The QuantizerForCausalLM class provides a quantize() method to quantize text-generation models. The first argument of QuantizerForCausalLM is the model id of Hugging Face Hub or the path to the model artifact. The quantize() method takes the quantized model, a data loader, and a quantization configuration as arguments.

Here is an example of quantizing a model:

from furiosa_llm.optimum.dataset_utils import create_data_loader
from furiosa_llm.optimum import QuantizerForCausalLM, QuantizationConfig

model_id = "meta-llama/Meta-Llama-3.1-8B-Instruct"

# Create a dataloader for calibration
dataloader = create_data_loader(
    tokenizer=model_id,
    dataset_name_or_path="mit-han-lab/pile-val-backup",
    dataset_split="validation",
    num_samples=5, # Increase this number for better calibration
    max_sample_length=1024,
)

quantized_model = "./quantized_model"
# Load a pre-trained model from Hugging Face model hub
quantizer = QuantizerForCausalLM.from_pretrained(model_id)
# Calibrate, quantize the model, and save the quantized model
quantizer.quantize(quantized_model, dataloader, QuantizationConfig.w_f8_a_f8_kv_f8())

QuantizationConfig.w_f8_a_f8_kv_f8() is a quantization configuration that quantizes the weights, activations, and KV cache to 8-bit floats (FP8). The quantized model is stored to the save_dir directory.

Building a Model Artifact#

The next step is to build a model artifact, which is a set of files required to run the model on the Furiosa LLM engine. A model artifact includes model weights, configuration files, compiled NPU binary files, and other necessary metadata.

Once a model artifact is built, it can be deployed to any host with a Furiosa NPU and Furiosa LLM installed without further work.
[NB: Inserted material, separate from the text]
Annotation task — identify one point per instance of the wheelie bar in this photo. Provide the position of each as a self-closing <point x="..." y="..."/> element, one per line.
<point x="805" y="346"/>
You can create a model artifact using either the ArtifactBuilder API or the furiosa-llm build command. Here is an example using the ArtifactBuilder API.

from furiosa_llm.artifact.builder import ArtifactBuilder

quantized_model = "./quantized_model"
compiled_model = "./Output-Llama-3.1-8B-Instruct"

builder = ArtifactBuilder(
        quantized_model,
        tensor_parallel_size=4,
        max_seq_len_to_capture=1024, # Maximum sequence length covered by LLM engine
)
builder.build(compiled_model)

The ArtifactBuilder class provides various options to build a model artifact. The options include the set of devices, parallelism degrees, prefill buckets, decode buckets, etc. You can find more details about the arguments in the ArtifactBuilder section.

Alternatively, you can use the furiosa-llm build command to build a model artifact. Below is an example that produces an artifact that uses 4-way tensor parallelism and will save the compiled artifact into the ./Llama-3.1-8B-Instruct directory.

furiosa-llm build ./quantized_model ./Output-Llama-3.1-8B-Instruct \
    -tp 4 \
    --max-seq-len-to-capture 1024 \
    --num-pipeline-builder-workers 4 \
    --num-compile-workers 4

Tip

To achieve better performance or to run large language models on multiple NPUs, you can take advantage of model parallelism in Furiosa LLM. To learn more about model parallelism, please refer to the Model Parallelism section.

Deploying Model Artifacts#

Once you have a model artifact, you can copy and reuse it on any machine with a Furiosa NPU and Furiosa LLM installed. To transfer a model artifact:

Compress the model artifact directory using your preferred compression tool.
Copy the file to the target host.
Uncompress it on the target machine.
Run the model using either the LLM class or the OpenAI-Compatible Server.

For quick examples of loading and running model artifacts, refer to the Quick Start with Furiosa LLM section.

Current Limitations#

ArtifactBuilder currently supports contexts lengths of up to 8k tokens only, even though Furiosa LLM supports up to 32k. FuriosaAI provides pre-built artifacts with higher context lengths for selected models. This limitation will be removed in the 2025.1 release.
The current version of ArtifactBuilder requires models quantized by QuantizerForCausalLM. The 2025.2 release will allow BF16 models to run on Furiosa LLM without the calibration and quantization steps.